Thursday, November 5, 2009

Loren pushes Climate Change Act funding

Senator Loren Legarda pushed yesterday for the inclusion in the 2010 national budget of the much-needed funding for the disaster-risk reduction and climate-change mitigation measures envisioned in the Climate Change Act of 2009.

“A report of the United Nations Development Program (UNDP) and the National Economic and Development Authority (NEDA) says that our government agencies have a ‘low capacity to adapt to climate change,’” said Loren.

“That’s the very problem which the Climate Change Act seeks to address, thus the urgency of funding and implementing the salient provisions of this new law whose passage had been hailed by the international community.”

Loren pointed out that since the executive department drafted the proposed budget for next year even before typhoons Ondoy, Pepeng and Santi devastated the country, the funding for disaster-risk reduction and climate-change mitigation may not have been prioritized.

The senator called for a review of the proposed budget, the report for which is already being finalized by the Senate Committee on Finance.

“Powerful typhoons wrought havoc on our country and showed how unprepared we are in dealing with disasters, including in conducting rescue and relief operations. We must resign ourselves to the fact that more powerful calamities are coming our way due to climate change,” said Loren.

“But we must not be caught again with our guards down,” she stressed.

Loren identified the following climate change programs whose funding must be included in next year’s budget:

· Immediate creation of the Climate Change Commission which will coordinate and monitor all of the climate change-related programs and policies of the country;

· Strengthening the capabilities of local government units (LGUs) to deal with disasters by allocating portions of the national budget for the purpose, such as the purchase of pump boats and other rescue equipment;

· Helping the agriculture sector adapt to climate change (e.g. the planting of water-submersible crops and the identification of alternative marketing routes during floods and landslides)

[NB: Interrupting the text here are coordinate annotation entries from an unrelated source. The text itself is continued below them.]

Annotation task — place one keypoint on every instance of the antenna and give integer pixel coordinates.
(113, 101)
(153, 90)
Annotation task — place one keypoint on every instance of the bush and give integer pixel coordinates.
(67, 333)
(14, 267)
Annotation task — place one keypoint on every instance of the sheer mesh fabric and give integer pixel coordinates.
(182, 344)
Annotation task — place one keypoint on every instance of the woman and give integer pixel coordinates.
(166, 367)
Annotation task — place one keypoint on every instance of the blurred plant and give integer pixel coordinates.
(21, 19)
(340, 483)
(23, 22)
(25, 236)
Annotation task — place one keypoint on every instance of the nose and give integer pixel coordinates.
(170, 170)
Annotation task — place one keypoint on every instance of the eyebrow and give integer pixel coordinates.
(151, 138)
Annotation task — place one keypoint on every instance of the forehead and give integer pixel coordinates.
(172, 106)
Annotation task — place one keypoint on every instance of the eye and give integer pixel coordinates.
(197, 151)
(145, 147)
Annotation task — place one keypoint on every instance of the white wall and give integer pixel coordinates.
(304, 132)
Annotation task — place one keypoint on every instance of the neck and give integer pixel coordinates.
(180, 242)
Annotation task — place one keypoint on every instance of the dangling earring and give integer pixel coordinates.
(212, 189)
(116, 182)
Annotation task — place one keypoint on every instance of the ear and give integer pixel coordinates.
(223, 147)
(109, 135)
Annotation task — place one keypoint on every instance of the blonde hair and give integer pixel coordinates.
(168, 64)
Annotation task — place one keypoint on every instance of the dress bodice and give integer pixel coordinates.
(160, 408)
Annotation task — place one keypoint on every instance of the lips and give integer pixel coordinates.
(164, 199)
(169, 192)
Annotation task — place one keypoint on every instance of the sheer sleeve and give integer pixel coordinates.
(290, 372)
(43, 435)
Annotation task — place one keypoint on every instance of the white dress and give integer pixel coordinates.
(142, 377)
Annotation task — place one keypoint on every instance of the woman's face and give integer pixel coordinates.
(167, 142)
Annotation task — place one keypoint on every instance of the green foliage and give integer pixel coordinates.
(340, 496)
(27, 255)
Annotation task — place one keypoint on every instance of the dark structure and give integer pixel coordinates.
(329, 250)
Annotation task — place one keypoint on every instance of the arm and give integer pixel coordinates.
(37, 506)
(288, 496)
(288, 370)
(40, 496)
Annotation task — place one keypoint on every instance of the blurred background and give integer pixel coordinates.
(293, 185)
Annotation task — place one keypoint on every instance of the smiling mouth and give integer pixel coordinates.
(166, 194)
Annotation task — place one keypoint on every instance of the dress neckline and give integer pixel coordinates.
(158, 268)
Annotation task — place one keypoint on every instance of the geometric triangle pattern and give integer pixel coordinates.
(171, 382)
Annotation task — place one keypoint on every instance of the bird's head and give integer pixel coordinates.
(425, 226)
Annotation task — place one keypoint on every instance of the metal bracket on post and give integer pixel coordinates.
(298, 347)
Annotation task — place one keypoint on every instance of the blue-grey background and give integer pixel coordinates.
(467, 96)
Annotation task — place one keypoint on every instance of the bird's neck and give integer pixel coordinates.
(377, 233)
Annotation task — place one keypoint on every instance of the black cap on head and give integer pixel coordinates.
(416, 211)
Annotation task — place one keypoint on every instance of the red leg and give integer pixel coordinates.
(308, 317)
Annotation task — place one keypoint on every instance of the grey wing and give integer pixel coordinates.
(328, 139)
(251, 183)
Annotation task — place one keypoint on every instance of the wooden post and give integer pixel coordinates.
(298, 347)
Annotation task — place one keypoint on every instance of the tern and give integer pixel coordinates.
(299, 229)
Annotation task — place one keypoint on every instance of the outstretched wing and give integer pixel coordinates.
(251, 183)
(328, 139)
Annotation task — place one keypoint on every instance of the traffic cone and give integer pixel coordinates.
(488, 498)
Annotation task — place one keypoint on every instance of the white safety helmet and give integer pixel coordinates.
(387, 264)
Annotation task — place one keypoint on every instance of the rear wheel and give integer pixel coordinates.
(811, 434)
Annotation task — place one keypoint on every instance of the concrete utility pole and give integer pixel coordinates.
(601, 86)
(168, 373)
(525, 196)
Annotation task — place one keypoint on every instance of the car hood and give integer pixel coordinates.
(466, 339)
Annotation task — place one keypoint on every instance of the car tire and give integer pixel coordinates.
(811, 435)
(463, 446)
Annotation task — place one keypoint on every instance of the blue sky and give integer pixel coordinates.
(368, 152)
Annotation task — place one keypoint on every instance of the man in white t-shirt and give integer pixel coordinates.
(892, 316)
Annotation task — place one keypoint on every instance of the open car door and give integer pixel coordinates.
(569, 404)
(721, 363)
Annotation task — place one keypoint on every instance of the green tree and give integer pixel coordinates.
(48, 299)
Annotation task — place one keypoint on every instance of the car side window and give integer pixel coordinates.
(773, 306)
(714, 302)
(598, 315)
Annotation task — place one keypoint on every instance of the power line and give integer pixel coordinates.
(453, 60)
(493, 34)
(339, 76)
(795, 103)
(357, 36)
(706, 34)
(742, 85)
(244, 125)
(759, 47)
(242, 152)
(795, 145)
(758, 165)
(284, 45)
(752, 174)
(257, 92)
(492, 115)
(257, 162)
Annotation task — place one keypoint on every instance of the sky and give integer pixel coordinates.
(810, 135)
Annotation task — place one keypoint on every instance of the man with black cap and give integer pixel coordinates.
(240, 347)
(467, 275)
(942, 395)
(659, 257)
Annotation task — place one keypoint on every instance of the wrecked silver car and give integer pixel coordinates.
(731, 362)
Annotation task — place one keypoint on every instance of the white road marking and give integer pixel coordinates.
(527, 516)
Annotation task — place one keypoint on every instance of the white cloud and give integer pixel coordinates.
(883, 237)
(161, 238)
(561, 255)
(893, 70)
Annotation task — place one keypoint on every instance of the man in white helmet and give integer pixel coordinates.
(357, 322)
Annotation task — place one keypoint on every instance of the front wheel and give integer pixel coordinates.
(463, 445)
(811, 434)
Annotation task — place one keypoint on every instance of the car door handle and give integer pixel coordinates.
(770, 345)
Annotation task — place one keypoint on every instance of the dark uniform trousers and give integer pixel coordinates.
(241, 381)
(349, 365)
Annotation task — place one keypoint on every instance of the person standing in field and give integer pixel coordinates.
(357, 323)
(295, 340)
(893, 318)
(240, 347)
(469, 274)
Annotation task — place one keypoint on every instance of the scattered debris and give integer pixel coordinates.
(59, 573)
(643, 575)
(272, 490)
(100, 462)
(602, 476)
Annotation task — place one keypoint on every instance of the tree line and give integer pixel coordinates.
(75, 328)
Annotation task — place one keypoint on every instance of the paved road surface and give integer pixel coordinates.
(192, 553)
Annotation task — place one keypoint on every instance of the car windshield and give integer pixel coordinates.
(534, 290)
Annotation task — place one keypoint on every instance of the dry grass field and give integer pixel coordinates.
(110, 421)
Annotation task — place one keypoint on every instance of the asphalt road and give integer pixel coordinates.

· Ensuring the provision of more efficient health services during disasters, including for the thousands of people who are sheltered in evacuation and relief centers;

· Funding environmental programs and activities like reducing carbon emissions and increasing the country’s forest cover as a way to help in the global effort against climate change

Loren said that on her many visits to relief centers, many evacuees had complained to her of the lack of health services afforded them, making them wonder whether they had survived past calamities only to get sick or, worse, to die in evacuation centers.

“We must think out of the box when it comes to agriculture because the typhoons, floods and other calamities are here to stay. We must pour money to research and development of, say, rice varities that can still be harvested despite being submerged in flood water,” said Loren.

“Our food supply routes must also be given more consideration against being cut so as to avert our experince last month when Pepeng cut the supply of vegetables from Mountain Province.”